SUSE Continues Broad Platform Support for OCFS2
OCFS2 Remains the Cluster File System Choice for All SUSE Certified Hardware Platforms
Guest post – Kai Dupke, Senior Product Manager, SUSE
Oracle’s decision (Oracle Doc ID 1253272.1) to limit its support for OCFS2 to Oracle Unbreakable Linux on Intel hardware has no impact on SUSE customers and you may continue to run OCFS2 on all SUSE certified platforms. We continue to provide OCFS2 with the flexibility and support you require.
SUSE includes OCFS2 as part of the SUSE Linux Enterprise High Availability Extension and supports it across the x86, x86_64, Itanium, IBM POWER, and IBM System z architectures. As an open source product delivered under the GNU General Public License and included in the mainline kernel, OCFS2 is fully supported by SUSE and included in its own products independent of Oracle; a point that Oracle makes clear here.
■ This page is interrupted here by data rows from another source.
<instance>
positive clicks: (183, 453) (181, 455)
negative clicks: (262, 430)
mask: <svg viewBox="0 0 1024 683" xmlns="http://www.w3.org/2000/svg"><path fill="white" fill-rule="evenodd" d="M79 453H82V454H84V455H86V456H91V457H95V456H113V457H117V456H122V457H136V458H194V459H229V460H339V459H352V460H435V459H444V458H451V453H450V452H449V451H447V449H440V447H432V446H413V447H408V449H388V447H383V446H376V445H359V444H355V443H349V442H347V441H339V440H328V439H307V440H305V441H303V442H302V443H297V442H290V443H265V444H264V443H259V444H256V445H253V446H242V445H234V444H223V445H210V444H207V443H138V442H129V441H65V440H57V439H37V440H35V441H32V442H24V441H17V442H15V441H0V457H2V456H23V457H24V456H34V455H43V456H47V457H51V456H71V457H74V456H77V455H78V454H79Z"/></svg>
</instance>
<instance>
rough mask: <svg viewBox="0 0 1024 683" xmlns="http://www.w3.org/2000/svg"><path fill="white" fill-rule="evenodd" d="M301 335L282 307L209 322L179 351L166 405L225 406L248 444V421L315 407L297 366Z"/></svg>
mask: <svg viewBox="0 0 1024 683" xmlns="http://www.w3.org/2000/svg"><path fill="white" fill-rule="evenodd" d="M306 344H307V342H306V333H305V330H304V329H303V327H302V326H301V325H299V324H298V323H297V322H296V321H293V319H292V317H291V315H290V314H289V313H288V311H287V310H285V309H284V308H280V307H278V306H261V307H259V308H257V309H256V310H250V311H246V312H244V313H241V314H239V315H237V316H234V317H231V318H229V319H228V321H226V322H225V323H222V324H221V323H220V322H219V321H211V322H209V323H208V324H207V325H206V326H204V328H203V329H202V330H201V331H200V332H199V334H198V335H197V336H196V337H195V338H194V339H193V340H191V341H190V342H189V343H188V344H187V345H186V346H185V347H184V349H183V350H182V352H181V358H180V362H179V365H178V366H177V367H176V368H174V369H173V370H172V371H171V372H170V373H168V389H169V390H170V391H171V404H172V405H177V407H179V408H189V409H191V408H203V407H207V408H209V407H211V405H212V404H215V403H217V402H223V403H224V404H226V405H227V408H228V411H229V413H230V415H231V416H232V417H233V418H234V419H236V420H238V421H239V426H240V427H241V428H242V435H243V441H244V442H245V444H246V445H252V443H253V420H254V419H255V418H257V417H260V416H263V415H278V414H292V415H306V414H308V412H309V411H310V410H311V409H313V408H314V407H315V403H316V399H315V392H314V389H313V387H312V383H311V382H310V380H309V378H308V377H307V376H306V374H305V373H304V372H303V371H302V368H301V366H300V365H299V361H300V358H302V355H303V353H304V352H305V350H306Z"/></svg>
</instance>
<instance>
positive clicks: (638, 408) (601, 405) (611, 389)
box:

In fact, SUSE and Oracle have jointly developed OCFS2 since March 2005 and SUSE has provided commercial support for OCFS2 since July 2005, when it was included as part of the release of SUSE Linux Enterprise Server 9 SP2. Since 2005, SUSE’s commitment to OCFS2 has only increased. SUSE engineers have led development efforts for OCFS2 in the areas of POSIX locking, directory indexing, full user space cluster integration, in particular with the Pacemaker project, quota support, and performance improvements. SUSE’s dedication to ensuring that OCFS2 remains the premiere cluster file system for enterprise Linux deployments across multiple hardware architectures will continue. While Oracle’s decision to limit customer choice may be disconcerting for its customers, there is another vendor supporting OCFS2, particularly on IBM System z: SUSE.